I live in the EU and have never encountered a carrier locked phone. It's quite an amusing concept, and the first carrier to come up with it must truly have been evil.
I live in the EU too (France), and any phone you buy directly from a carrier (generally heavily discounted, but tied to a more expensive plan) is carrier-locked, and can only be unlocked after a set amount of time has passed, or earlier by paying a fee (regulated by the EU if my memory serves me well).
Perhaps it's because I was less financially literate in the past, but I remember that as being the only way in the 2000s. There might have been laws passed to limit that practice and its abuses.
The smart solution, provided you have enough money, is to buy the phone elsewhere, and take a plan without a phone. It's always less expensive in the long term.
in Germany, the Telco's gave up locking the phones in 2017. Because it was to expensive. I can not remember if it was a hard lock - as in any other sim card is blocked or just their additions to the OS. bought a phone in 2017/early 2018 - Xperia 10, where on the boot screen a Deutsche Telekom logo appears but otherwise the OS unaffected by vendor edits/additions. But updates are really slow since they go through Telekom instead of directly from sony which is already slow.

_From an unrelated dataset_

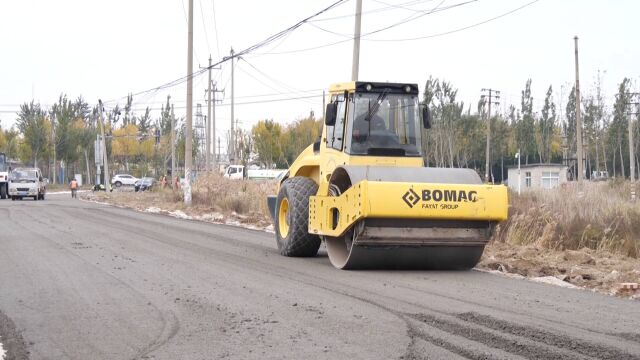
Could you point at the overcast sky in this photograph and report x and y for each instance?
(107, 49)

Funny. As I remember from the times of early GSM, that carrier lock was the default, because subsidized by them in exchange for long term contracts like 2 years. Otherwise you had to pay much more intitially, but it could make sense to calculate this, instead of blindly trusting the advertisements.
Isn't it about trade-offs? As long as my carrier provides my family with free iPhones, I will bear the inconvenience of requesting device unlock every few years. It takes 2 minutes to unlock it. If I am to pay full price for the device I will not get a locked one.